Wednesday, 21 November 2007

Cellphones Get Cheaper, So People Pay More



From New York Times:

November 20, 2007, 12:07 pm
Cellphones Get Cheaper, So People Pay More

By Saul Hansell

There’s no place that the relentless reduction in prices for technology products is more visible than cellphones. It seems like only months between the time a phone is offered for sale at $300 and it is ready to be given away free in cereal boxes. (O.K. not quite, but that’s not a bad marketing idea.)

What’s odd about all this is that according to new data from the NPD Group, people are actually spending more on cellphones than a year ago. Americans bought 38 million phones in the third quarter up only 4 percent from the third quarter of 2006. But they spent a total of $3.2 billion on those phones, up from $2.2 billion a year earlier.

Doing the math, that means the average phone cost $82.81 this year, up 40 percent from $58.95 a year ago.

NPD doesn’t say whether the extra $1 billion spent on phones in the quarter was simply added to the nation’s credit card bills or whether people cut back spending on food, clothing or something else far less important than cellphones.

But the company does show that more people are buying phones that serve other functions besides making calls. Half the phones sold in the period could play MP3 music files, compared to one quarter a year ago. Bluetooth capability was on 72 percent of phones sold, compared to 50 percent a year ago. And 11 percent were those digital Swiss Army knives called smartphones, up from only 4 percent a year ago.
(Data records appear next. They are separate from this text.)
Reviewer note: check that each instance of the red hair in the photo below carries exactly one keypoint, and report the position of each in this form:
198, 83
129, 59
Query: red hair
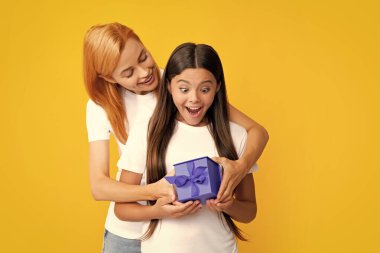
103, 45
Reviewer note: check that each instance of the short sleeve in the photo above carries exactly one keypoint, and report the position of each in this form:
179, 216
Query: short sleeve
98, 126
133, 156
241, 142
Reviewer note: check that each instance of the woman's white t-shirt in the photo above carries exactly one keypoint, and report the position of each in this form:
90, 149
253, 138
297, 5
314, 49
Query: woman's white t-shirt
139, 109
203, 231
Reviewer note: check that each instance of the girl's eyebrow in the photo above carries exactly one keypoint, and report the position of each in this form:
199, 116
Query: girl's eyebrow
185, 81
129, 68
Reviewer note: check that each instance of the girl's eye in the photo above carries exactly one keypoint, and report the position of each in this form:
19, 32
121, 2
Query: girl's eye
144, 57
205, 90
184, 90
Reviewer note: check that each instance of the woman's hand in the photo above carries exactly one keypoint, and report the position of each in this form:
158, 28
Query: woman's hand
233, 173
167, 209
219, 206
163, 189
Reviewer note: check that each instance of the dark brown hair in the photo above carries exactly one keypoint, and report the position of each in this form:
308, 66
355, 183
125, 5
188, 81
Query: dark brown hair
163, 121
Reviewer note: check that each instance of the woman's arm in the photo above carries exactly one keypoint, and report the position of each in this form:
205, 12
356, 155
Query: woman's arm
242, 207
162, 209
235, 171
103, 187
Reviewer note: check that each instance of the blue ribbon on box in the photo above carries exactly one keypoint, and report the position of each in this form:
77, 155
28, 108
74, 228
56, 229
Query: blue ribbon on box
196, 176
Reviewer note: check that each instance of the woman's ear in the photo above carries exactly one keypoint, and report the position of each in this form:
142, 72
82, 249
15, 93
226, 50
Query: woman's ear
108, 79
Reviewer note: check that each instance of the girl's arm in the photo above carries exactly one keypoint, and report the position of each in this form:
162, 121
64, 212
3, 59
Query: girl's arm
235, 171
242, 207
103, 187
162, 209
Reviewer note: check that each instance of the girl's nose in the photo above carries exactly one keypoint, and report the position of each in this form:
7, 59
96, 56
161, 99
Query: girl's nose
143, 72
194, 97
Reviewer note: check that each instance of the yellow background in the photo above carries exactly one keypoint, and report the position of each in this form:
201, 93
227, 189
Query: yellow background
307, 70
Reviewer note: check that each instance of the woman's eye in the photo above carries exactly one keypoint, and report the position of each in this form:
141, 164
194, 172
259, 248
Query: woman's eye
129, 74
184, 90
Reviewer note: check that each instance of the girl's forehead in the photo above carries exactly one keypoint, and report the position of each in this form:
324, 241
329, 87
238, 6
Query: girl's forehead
195, 74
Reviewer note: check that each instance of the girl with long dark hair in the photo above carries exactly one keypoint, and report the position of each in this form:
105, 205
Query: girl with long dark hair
190, 120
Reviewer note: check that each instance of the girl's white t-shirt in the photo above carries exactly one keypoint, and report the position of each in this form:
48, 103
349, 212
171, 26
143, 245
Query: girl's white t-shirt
200, 232
139, 109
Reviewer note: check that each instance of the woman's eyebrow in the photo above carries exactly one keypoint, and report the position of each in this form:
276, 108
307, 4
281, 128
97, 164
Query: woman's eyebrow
124, 70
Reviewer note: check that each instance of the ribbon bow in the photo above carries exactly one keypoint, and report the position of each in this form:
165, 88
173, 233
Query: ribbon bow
196, 176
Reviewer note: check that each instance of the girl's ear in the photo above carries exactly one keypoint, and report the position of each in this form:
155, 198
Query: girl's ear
108, 79
169, 87
218, 87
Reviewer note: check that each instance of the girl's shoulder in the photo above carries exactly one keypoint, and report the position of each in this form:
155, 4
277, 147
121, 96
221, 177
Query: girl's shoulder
237, 129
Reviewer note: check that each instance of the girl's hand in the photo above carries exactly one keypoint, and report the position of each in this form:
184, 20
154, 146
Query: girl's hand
167, 209
163, 189
233, 173
219, 206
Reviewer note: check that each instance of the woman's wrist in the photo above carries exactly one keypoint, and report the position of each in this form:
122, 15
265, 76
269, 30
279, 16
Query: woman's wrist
152, 191
243, 164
Speaking of smartphones, Apple’s iPhone hit NPD’s charts in its first full quarter of sales. NPD ranks the iPhone as the sixth most popular phone model in the quarter. The top seller remains Motorola’s Razr line (in all its configurations). Second was LG’s VX8300, a heavily promoted low-price flip phone for Verizon Wireless, with Bluetooth, an MP3 player and a host of other features, I suspect most people never use.